The recent RCA convention will be remembered as one of the most significant ones in recent history. Although people don't always realize this, the RCA is the counterpart of the Agudah in the Modern Orthodox community. However, while the Agudah plays a prominent role in its communities, the RCA is seen by the MO's as a more benign organization, one that sets some standards that people might want to hold by and provides a good drug plans for its rabbinical employees.
If anything, this convention seems to have changed that. Among the main matters discussed were those of how to deal with child abuse and the role of women's ordination into the Rabbinate. For the former, it is no surprise that the RCA came out in favour of opposing the culture of secrecy and circling the wagons that so characterizes the Agudah's response to the issue. No, it wasn't the "hang 'em all up by their testicles" approach that some might have favoured but it is a comprehensive head-on approach to the problem.
The issue of women's ordination also came up. This has been a more festering issue for the Modern Orthodox community because, unlike child abuse, it is not a simple issue of right and wrong. Over the last several decades the Modern Orthodox have encouraged women to learn Torah, often on an equal footing with men. Participation in public and community life has also been pushed and it was inevitable that questions regarding the final frontiers of difference between men and women would come into controvery.
Certainly those in favour of bringing elements of Conservatism into the Orthodox world were sure of their position. It wasn't so long ago that Rabbi Avi Weiss had his hand slapped by the RCA for moving too fast to upgrade Sara Hurwitz' "semichah" from maharat to rabba. With all the conviction of people who know that they are right for the right reasons, the YCT gang came to the convention with a "can't lose" strategy. If women's ordination was accepted, they would carry the day. If it didn't they could label the RCA as backwards and unaware of the realities of modern society.
What is most telling, and why it is important that the forces of tradition won, is in the approach both sides used to present their opinions. As Rav Yitzchak Adlerstein notes:
Before the vote, the delegates heard a shiur by Rav Hershel Schachter, shlit”a, who said that there were two reasons lehalachah that women could not be ordained. He saw such ordination as a violation of the issur of serarah, citing an Avnei Nezer that modern semichah is invested with power.

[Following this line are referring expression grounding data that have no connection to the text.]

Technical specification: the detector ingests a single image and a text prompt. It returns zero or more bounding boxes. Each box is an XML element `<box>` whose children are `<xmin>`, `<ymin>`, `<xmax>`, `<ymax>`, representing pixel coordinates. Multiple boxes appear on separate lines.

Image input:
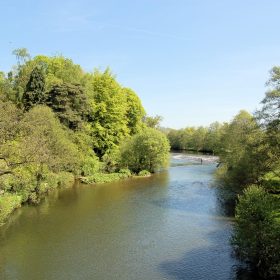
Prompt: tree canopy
<box><xmin>121</xmin><ymin>128</ymin><xmax>170</xmax><ymax>173</ymax></box>
<box><xmin>0</xmin><ymin>50</ymin><xmax>150</xmax><ymax>222</ymax></box>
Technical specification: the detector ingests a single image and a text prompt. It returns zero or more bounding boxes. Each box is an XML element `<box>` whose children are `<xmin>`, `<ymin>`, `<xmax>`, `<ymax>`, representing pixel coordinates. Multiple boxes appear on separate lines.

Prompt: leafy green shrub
<box><xmin>261</xmin><ymin>171</ymin><xmax>280</xmax><ymax>193</ymax></box>
<box><xmin>118</xmin><ymin>168</ymin><xmax>132</xmax><ymax>177</ymax></box>
<box><xmin>120</xmin><ymin>128</ymin><xmax>170</xmax><ymax>173</ymax></box>
<box><xmin>56</xmin><ymin>172</ymin><xmax>75</xmax><ymax>187</ymax></box>
<box><xmin>101</xmin><ymin>148</ymin><xmax>121</xmax><ymax>173</ymax></box>
<box><xmin>40</xmin><ymin>171</ymin><xmax>59</xmax><ymax>194</ymax></box>
<box><xmin>41</xmin><ymin>171</ymin><xmax>75</xmax><ymax>191</ymax></box>
<box><xmin>81</xmin><ymin>155</ymin><xmax>101</xmax><ymax>176</ymax></box>
<box><xmin>138</xmin><ymin>170</ymin><xmax>151</xmax><ymax>177</ymax></box>
<box><xmin>0</xmin><ymin>193</ymin><xmax>22</xmax><ymax>225</ymax></box>
<box><xmin>81</xmin><ymin>171</ymin><xmax>131</xmax><ymax>184</ymax></box>
<box><xmin>28</xmin><ymin>192</ymin><xmax>40</xmax><ymax>204</ymax></box>
<box><xmin>4</xmin><ymin>166</ymin><xmax>37</xmax><ymax>203</ymax></box>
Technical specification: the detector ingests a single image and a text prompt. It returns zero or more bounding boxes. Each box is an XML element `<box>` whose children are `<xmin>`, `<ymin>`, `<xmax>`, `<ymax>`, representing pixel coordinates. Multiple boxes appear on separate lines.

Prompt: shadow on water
<box><xmin>158</xmin><ymin>228</ymin><xmax>261</xmax><ymax>280</ymax></box>
<box><xmin>158</xmin><ymin>219</ymin><xmax>262</xmax><ymax>280</ymax></box>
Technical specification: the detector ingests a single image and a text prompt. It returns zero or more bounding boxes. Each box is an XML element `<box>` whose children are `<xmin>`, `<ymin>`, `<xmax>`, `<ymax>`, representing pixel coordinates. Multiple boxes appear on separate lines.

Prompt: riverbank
<box><xmin>0</xmin><ymin>172</ymin><xmax>75</xmax><ymax>226</ymax></box>
<box><xmin>0</xmin><ymin>169</ymin><xmax>152</xmax><ymax>226</ymax></box>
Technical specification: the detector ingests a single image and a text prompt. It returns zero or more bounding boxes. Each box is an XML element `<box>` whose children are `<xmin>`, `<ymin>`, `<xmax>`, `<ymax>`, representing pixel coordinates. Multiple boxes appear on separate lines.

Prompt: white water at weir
<box><xmin>171</xmin><ymin>152</ymin><xmax>219</xmax><ymax>165</ymax></box>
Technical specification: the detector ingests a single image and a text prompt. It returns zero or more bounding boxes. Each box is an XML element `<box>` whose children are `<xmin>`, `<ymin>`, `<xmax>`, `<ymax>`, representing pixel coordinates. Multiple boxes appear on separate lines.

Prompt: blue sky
<box><xmin>1</xmin><ymin>0</ymin><xmax>280</xmax><ymax>128</ymax></box>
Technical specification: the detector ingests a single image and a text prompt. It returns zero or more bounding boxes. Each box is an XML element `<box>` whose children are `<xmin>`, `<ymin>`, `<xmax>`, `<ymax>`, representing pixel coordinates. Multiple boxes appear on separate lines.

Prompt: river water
<box><xmin>0</xmin><ymin>153</ymin><xmax>245</xmax><ymax>280</ymax></box>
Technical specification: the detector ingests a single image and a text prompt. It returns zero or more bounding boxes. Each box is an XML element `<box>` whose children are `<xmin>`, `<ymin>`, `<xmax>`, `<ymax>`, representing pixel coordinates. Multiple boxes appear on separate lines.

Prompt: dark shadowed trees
<box><xmin>22</xmin><ymin>65</ymin><xmax>46</xmax><ymax>110</ymax></box>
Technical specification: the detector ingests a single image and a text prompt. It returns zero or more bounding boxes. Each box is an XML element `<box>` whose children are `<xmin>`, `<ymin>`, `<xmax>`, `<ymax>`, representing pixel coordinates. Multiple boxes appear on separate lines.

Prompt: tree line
<box><xmin>0</xmin><ymin>49</ymin><xmax>170</xmax><ymax>225</ymax></box>
<box><xmin>167</xmin><ymin>67</ymin><xmax>280</xmax><ymax>279</ymax></box>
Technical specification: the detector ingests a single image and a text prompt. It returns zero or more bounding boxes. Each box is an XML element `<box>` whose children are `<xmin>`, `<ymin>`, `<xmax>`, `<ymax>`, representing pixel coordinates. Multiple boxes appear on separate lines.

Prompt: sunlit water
<box><xmin>0</xmin><ymin>153</ymin><xmax>245</xmax><ymax>280</ymax></box>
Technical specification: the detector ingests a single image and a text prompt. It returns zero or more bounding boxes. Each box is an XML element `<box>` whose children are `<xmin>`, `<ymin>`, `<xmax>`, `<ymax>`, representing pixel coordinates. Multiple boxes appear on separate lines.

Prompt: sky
<box><xmin>1</xmin><ymin>0</ymin><xmax>280</xmax><ymax>128</ymax></box>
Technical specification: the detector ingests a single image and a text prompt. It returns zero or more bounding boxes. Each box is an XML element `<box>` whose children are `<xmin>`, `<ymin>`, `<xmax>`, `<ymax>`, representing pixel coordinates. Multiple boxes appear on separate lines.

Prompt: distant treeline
<box><xmin>167</xmin><ymin>122</ymin><xmax>224</xmax><ymax>154</ymax></box>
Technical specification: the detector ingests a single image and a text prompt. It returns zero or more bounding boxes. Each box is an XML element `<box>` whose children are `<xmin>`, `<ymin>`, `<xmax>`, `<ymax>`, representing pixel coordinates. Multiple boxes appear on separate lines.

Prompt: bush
<box><xmin>261</xmin><ymin>171</ymin><xmax>280</xmax><ymax>193</ymax></box>
<box><xmin>118</xmin><ymin>168</ymin><xmax>132</xmax><ymax>177</ymax></box>
<box><xmin>120</xmin><ymin>128</ymin><xmax>170</xmax><ymax>173</ymax></box>
<box><xmin>101</xmin><ymin>148</ymin><xmax>121</xmax><ymax>173</ymax></box>
<box><xmin>138</xmin><ymin>170</ymin><xmax>151</xmax><ymax>177</ymax></box>
<box><xmin>56</xmin><ymin>172</ymin><xmax>75</xmax><ymax>187</ymax></box>
<box><xmin>81</xmin><ymin>170</ymin><xmax>131</xmax><ymax>184</ymax></box>
<box><xmin>4</xmin><ymin>166</ymin><xmax>37</xmax><ymax>203</ymax></box>
<box><xmin>0</xmin><ymin>193</ymin><xmax>22</xmax><ymax>225</ymax></box>
<box><xmin>232</xmin><ymin>185</ymin><xmax>280</xmax><ymax>278</ymax></box>
<box><xmin>81</xmin><ymin>155</ymin><xmax>101</xmax><ymax>176</ymax></box>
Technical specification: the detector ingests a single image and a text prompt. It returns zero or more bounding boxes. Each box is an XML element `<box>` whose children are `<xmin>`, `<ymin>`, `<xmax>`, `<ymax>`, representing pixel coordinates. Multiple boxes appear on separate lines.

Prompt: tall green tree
<box><xmin>123</xmin><ymin>87</ymin><xmax>145</xmax><ymax>135</ymax></box>
<box><xmin>256</xmin><ymin>67</ymin><xmax>280</xmax><ymax>179</ymax></box>
<box><xmin>204</xmin><ymin>122</ymin><xmax>223</xmax><ymax>154</ymax></box>
<box><xmin>18</xmin><ymin>106</ymin><xmax>80</xmax><ymax>173</ymax></box>
<box><xmin>0</xmin><ymin>101</ymin><xmax>22</xmax><ymax>177</ymax></box>
<box><xmin>46</xmin><ymin>83</ymin><xmax>90</xmax><ymax>130</ymax></box>
<box><xmin>89</xmin><ymin>69</ymin><xmax>129</xmax><ymax>156</ymax></box>
<box><xmin>12</xmin><ymin>53</ymin><xmax>86</xmax><ymax>104</ymax></box>
<box><xmin>0</xmin><ymin>72</ymin><xmax>15</xmax><ymax>102</ymax></box>
<box><xmin>22</xmin><ymin>65</ymin><xmax>46</xmax><ymax>110</ymax></box>
<box><xmin>12</xmin><ymin>48</ymin><xmax>31</xmax><ymax>65</ymax></box>
<box><xmin>217</xmin><ymin>110</ymin><xmax>263</xmax><ymax>186</ymax></box>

In contrast, Rabbi Yosef Kanefsky's two blog pieces on the subject (linked above) are completely devoid of any halachic reasoning. Again and again the underlying reason for permitting women's ordination relies on two arguments:
a) There is no out and out prohibition found in Shulchan Aruch
b) It's the "right" thing to do
However the "right" thing to do, while sounding nice, is not a basis for law making in any serious legal culture. Consistency with previous legal opinions, consistency with the constitution of the legal system, consistency with the overall principles of that system are the basis for law making regardless of what the population perceives to be "right". Rav Herschel Schechter clearly understood this by basing his entire presention not on "right" and "wrong" as seen through contemporary liberal lenses but on halacha, the only acceptable method of adapting Jewish law to novel circumstances. Rabbi Kanesky's blog response, on the other hand, sounded more like a pouting child who was sure that he deserved chocolate ice cream and just knew that his parents were wrong for not getting him some.
This convention just may become the "put up or shut up" moment for left wing Modern Orthodoxy. Until now they have continued to use the word "Orthodox" to describe themselves even as they moved further and further into the Conservative form of worship. The RCA has now thrown down the gauntlet to better define what Modern Orthodoxy is and what it isn't.
In the end, the YCT gang will spin left and merge with UTJ. Despite this they may continue to call themselves Orthodox, just as the Conservatives still call themselves traditional. Those within the real Modern Orthodox community will no longer be fooled.